Retail Customer Experience
Retail catalog company Hammacher Schlemmer has selected email service provider StrongView. The retailer plans to use the software to run email marketing campaigns across the customer lifecycle. "From automated, multi-step lifecycle programs to superior testing, optimization and ease of use, StrongView is enabling us to take a giant leap forward with our email marketing programs, including the scalability and services to keep growing and innovating," Brian Schmidt, e-commerce marketing analyst at Hammacher Schlemmer, explained to Retail Customer Experience. "With StrongView, we can now send highly targeted, data-driven campaigns that require less effort to send, track and optimize than ever before."
Business Insider
A lot of companies talk about dropping email as a communications tool. Automattic has proven that cutting out email in the workplace hasn't hurt business. The maker of WordPress cut out the communications channel four years ago when they began realizing that they were spending more time using email than they were using their own blog software. They dropped email and began communicating within WordPress. The company has grown a lot since then and is now valued at $1 billion.
PC World
The minds behind email encryption tools Lavabit and Silent Circle, both of whom closed down due to government pressure, have launched a new initiative aiming to deliver encrypted email called Dark Mail. The company has turned to Kickstarter to help get the project going. "The Summer of Snowden may have taken the Lavabit email service offline," reads the project's Kickstarter page. "But the lifeblood of the service is still alive and relevant to Dark Mail."
The Next Web
Want to know the secret to Twitter's growing success?
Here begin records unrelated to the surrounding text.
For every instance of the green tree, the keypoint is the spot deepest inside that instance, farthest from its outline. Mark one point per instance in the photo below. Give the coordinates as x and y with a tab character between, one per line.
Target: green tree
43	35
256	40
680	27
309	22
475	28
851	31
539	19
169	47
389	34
It's email. Josh Aberant, the postmaster at Twitter, called the channel the 'lifeblood' of the social network. Twitter sends out about 22 different email notifications to users regularly. This includes updating users on when they receive a direct message, reply, retweet, or when someone favorites a Tweet. The idea is to help engage users and draw them back into the network.
Direct Marketing News
Sixty-one percent of marketing emails opens were opened on a smartphone or a tablet in Q3 2013, according to a new report from email services firm Movable Ink. According to "U.S. Consumer Device Preference Report: Q3 2013," 78.7 percent of all smartphone email opens came from iPhones while 20.7 percent of marketing emails were opened on Android phones. In total, the iPhone accounted for 35.83 percent of total email opens across all devices.
TechCrunch
London based startup Fantoo, has raised more than $720,000 on a crowdfunding platform called Crowdcube to fund a corporate email solution our-based helps companies better manage employee inboxes. The cloud-based platform anticipates the meaning of an email and automatically categorizes it into a visual inbox along with an estimated reading time.
The Guardian
New Zealand's parliament has passed a new law that will allow telecommunication companies to share customer's emails, phone calls and texts with the government's intelligence agencies. Under the new telecommunications interceptions and security capability bill, which narrowly passed, companies are now required to consult with the Government Communications Security Bureau whenever they plan to develop new infrastructure and networks, and let them install interception equipment on their networks.
The Inquirer (UK)
In the same tone as its Scroogled campaign, Microsoft has launched a new campaign against Google's Gmail. This effort comes in the form of a web page called, Keep Your Email Private. The page gives visitors reasons to drop Gmail for Outlook.com by pitting the two providers against each other and stressing the fact that Google scans email messages in order to inform ads, while Microsoft does not.
TechCrunch
Fifty-one percent of US citizens find it acceptable that the government is reading their emails, according to a recent poll conducted by TechCrunch. According to the research, 54.2 percent of Americans think it is more important to fight terrorism than it is to protect personal privacy. The study also revealed that 43 percent of Americans think that the NSA has collected and viewed their emails and/or phone calls.
The Magill Report
The Direct Marketing Association sent an email campaign last week that was flagged by more than 100 spam traps, according to reports. According to Stephanie Miller, vice president, member communications and engagement for the DMA, the promotional email for the DMA Career Center was sent to the DMA's entire database including the suppression list. The organization apologized for the mistake.